En sonunda durdum. Her şeyi çözecek olan bu olmalıydı. Olacaktı ya, niyeyse her şey daha da beter bir hâl aldı. Yüzünü bile görmediğim insanlar benden hesap sormaya başladılar. Ben de “Peki,” dedim. “Neyin hesabı?” Kimse dinlemedi. Hesap sormayı, yakama yapışmayı, lanetler yağdırmayı sürdürdüler. “Peki niye?” diye yakardım. “Peki niye?” Yine hiçbir yanıt alamadım. Üstelik hep bir ağızdan “Sen çok iyi bir insansın.” demeyi bile ihmal etmediler. Daha da köpürdüm bu kez. Bağırdım. 

“Peki niye?” 

Yine bir neden sunan olmadı. Canları sıkılmıştı besbelli. Yaşamımla oynamak hoşlarına gidecekti. İçlerinden birini gördüm. Tanıdıktı. Hem de çok tanıdık. Anlar halimden diye geçirdim içimden. Yanına yanaştım. Sordum, “Nedir bu?” dedim. O da bir yanıt vermedi önce. Sonra yavaş yavaş konuşmaya başladı. 

“Seni istemiyoruz artık burada. Gitmelisin.” 

“Peki ama niye?” 

Yine bir yanıt vermedi. Bir başkası bir köşeden şöyle seslendi. 

“Biz de bilmiyoruz ama bu kadar insan toplandıysa bir iş vardır sende.” 

Yeniden tanıdık olana döndüm. “Niye?” diye sordum. Yinelemekten bıkmıştım. Sahi, onlar da mı bıkıyordu aynı soruyu yinelememden? Peki o hâlde niye mantıklı bir yanıt vermiyorlardı? 
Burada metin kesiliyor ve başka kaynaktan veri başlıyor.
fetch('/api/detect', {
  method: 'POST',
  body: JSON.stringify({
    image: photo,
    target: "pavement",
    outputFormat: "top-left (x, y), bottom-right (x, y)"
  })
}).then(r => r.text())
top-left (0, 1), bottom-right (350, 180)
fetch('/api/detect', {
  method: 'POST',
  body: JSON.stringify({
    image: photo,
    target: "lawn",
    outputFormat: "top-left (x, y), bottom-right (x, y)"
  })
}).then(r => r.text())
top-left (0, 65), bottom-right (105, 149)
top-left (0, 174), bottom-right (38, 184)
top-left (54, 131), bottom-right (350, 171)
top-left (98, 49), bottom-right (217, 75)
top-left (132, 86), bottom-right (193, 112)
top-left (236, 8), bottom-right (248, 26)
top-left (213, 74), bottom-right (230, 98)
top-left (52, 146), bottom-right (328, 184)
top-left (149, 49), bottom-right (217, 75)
“Sen buraya ait değilsin. Biz seni hiç tanımadık. Sen bizi hiç tanımadın. Bize sıkıntıdan başka bir şey vermedin. Bizi üzdün. Biz seni istemiyoruz.” 

“İyi ama seninle daha dün çok güzel yaşamıyor muyduk biz? Niçin ötekilerin ağzıyla konuşuyorsun? Kim olduğumu nasıl unutursun?” 
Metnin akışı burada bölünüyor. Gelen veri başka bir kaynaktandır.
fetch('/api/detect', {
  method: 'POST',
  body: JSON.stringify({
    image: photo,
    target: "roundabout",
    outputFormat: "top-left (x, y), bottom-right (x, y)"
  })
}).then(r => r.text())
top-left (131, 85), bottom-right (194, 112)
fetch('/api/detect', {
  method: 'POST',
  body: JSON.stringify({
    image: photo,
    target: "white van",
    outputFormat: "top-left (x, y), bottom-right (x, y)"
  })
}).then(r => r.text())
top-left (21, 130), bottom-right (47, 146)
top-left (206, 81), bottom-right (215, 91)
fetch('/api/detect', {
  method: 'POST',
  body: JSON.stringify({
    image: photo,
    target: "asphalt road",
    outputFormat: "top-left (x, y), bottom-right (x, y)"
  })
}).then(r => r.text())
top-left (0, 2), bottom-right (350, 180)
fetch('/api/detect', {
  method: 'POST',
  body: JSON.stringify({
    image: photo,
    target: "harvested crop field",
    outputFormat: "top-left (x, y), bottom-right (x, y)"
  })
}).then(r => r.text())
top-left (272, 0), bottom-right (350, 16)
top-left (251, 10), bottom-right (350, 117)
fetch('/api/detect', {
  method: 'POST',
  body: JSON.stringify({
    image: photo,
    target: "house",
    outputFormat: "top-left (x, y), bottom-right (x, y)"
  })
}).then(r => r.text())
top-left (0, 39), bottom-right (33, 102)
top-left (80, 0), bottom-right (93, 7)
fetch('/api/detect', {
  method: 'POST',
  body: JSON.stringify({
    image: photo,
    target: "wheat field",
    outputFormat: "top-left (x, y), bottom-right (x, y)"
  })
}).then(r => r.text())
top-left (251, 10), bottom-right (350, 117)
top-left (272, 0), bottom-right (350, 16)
“Ben seni tanımıyorum artık. Ben onları tanıyorum. Onların sözleri getirdi beni kendime.” 

“İyi ama onlar beni buradan defettikten sonra dağılacaklar. Kalmayacak bu kalabalık ortada. Yine kalacaksın burada böyle. Benimle ilgili olanı benimle konuşman gerekmez mi? Yüzümü hiç görmemiş bu insanlar nasıl olur da benim hakkımda doğru bir kanaate varabilirler? Bunu aklın alıyor mu senin?” 
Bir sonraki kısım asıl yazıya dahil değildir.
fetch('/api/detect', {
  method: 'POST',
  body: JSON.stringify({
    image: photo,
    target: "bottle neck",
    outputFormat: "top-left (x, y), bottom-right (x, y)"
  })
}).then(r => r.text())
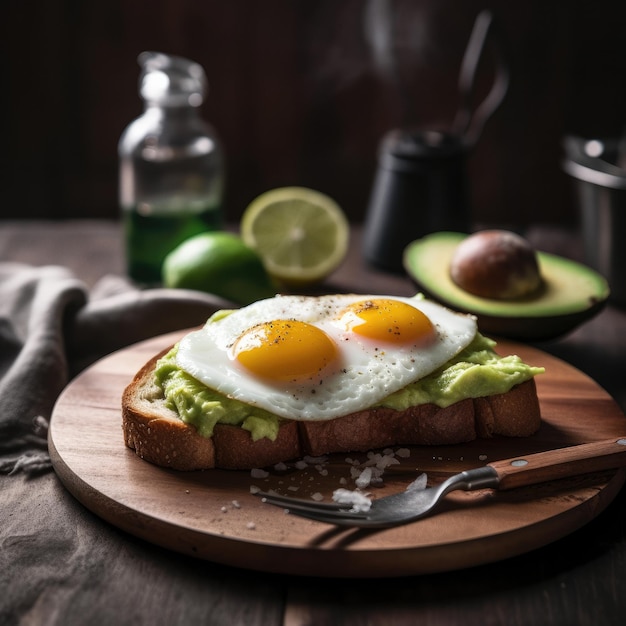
top-left (144, 101), bottom-right (200, 121)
Sırt çevirdi ve gitti. Sonra kalabalığın aslında her an, her saniye genişlemeye devam ettiğini gördüm. Kentin nüfusu buraya doluşana dek sürecek gibiydi bu. Her gelenden aynı ses. 

“Dur hemşehrim, nereye?” 

Delirecek gibiydim. Sonunda düştüm yola. Bir başka yere, neresi olursa... Kurtulmuştum kalabalıktan. Ben onlardan kurtulur kurtulmaz dağılmıştı onlar da.